Catch up on what you need to know about Trump’s four indictments, including key evidence, charges and what’s next in the legal process.
Trump was first indicted in March 2023 by the Manhattan district attorney on state charges related to a hush-money payment to an adult-film star in 2016. Prosecutors allege Trump was a part of an illegal conspiracy to undermine the integrity of the 2016 election. Further, they allege he was part of an unlawful plan to suppress negative information, including the $130,000 payment. Trump has pleaded not guilty.
A $130,000 payment made by Trump’s then-personal attorney Michael Cohen to Stormy Daniels in late October 2016.

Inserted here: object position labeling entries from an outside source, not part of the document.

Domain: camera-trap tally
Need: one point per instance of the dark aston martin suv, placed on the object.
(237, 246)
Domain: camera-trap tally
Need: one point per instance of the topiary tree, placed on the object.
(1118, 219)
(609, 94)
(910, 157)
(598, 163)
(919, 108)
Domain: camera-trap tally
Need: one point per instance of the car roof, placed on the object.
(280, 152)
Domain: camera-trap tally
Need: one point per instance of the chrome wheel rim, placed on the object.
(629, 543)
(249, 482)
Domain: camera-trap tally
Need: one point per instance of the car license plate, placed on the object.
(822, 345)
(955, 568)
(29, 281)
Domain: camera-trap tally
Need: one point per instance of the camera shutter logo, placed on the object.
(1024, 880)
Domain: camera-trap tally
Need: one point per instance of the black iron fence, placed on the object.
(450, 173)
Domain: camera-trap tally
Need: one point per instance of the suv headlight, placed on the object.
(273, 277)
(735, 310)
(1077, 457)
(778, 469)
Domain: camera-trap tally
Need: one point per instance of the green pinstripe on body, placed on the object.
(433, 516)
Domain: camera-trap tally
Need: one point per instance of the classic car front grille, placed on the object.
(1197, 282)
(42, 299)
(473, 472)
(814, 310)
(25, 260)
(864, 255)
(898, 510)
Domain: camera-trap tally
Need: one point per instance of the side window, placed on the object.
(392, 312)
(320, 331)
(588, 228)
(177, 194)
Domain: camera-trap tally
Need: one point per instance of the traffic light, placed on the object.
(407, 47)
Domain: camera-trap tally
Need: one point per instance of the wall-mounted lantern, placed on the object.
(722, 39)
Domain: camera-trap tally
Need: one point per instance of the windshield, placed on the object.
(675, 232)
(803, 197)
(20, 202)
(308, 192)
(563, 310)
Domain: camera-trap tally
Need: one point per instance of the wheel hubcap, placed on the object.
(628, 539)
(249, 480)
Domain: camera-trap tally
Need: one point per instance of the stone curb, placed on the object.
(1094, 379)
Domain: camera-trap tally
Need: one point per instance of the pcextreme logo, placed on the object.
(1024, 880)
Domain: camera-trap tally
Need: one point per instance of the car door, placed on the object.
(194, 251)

Trump was indicted in June 2023 by a federal grand jury in Miami for taking classified national defense documents from the White House after he left office and resisting the government’s attempts to retrieve the materials. Both Trump and his aide Walt Nauta have pleaded not guilty.
On July 27, the special counsel charged Trump with three new counts, including one additional count of willful retention of national defense information. Nauta was also charged on two new counts. A third defendant, Carlos de Oliveira, was added to the case and charged with four counts, including being added to the obstruction conspiracy charged in the original indictment.
- Recording of Trump discussing holding secret documents he did not declassify
- About 100 classified documents found in a FBI search of Mar-a-Lago in August
- Surveillance footage turned over to the Justice Department that allegedly shows Nauta and De Oliveira moving document boxes around the resort
Trump’s third indictment is a result of special counsel Jack Smith’s investigation into alleged efforts by the former president and his allies to overturn the 2020 election. The indictment alleges Trump and a co-conspirator “attempted to exploit the violence and chaos at the Capitol by calling lawmakers to convince them … to delay the certification” of the election. It also alleges another co-conspirator pushed then-Vice President Mike Pence to “violate the law” to delay President Joe Biden’s victory. The Trump campaign released a statement shortly after the indictment denying the allegations. Trump pleaded not guilty to all four counts.
The charging documents repeatedly reference six co-conspirators, but as is common practice, their identities are withheld because they have not been charged with any crimes. However, based on quotes in the indictment and other context, CNN can identify five of the six co-conspirators below.
Judge Tanya Chutkan scheduled the trial to begin on March 4, 2024, the day before voters in more than a dozen states will cast their primary ballots.
- A January 2, 2021, phone call between then-President Donald Trump and Georgia Secretary of State Brad Raffensperger, where Trump “lied” in an attempt “to induce him” to overturn the election and find the exact number of votes to flip his defeat in Georgia, prosecutors said in the indictment.
An Atlanta-based grand jury on August 14 indicted Trump and 18 others on state charges stemming from their alleged efforts to overturn the former president’s 2020 electoral defeat.
The historic indictment is the fourth criminal case that Trump is facing. The charges, brought in a sweeping investigation led by Fulton County District Attorney Fani Willis, cover some of the most overt efforts by the former president and his allies to meddle in the 2020 presidential election. Unlike the election subversion charges brought by special counsel Jack Smith, Willis’ case will be insulated if Trump is reelected in 2024; he will not be able to pardon himself or his allies of any state law convictions, nor will he be able to dismiss the Fulton County prosecutors bringing the charges.
- The indictment document includes Trump’s notorious phone call with Georgia Secretary of State Brad Raffensperger when he asked Raffensperger to “find” the votes he needed to win the state, the fake elector scheme and a September 2021 letter he sent to Raffensperger again urging him to decertify the state’s 2020 vote.
- CNN has previously reported that surveillance video, text messages and other communications unearthed during a civil case provided essential evidence for prosecutors investigating efforts by Trump and his allies to overturn the 2020 election results in Georgia.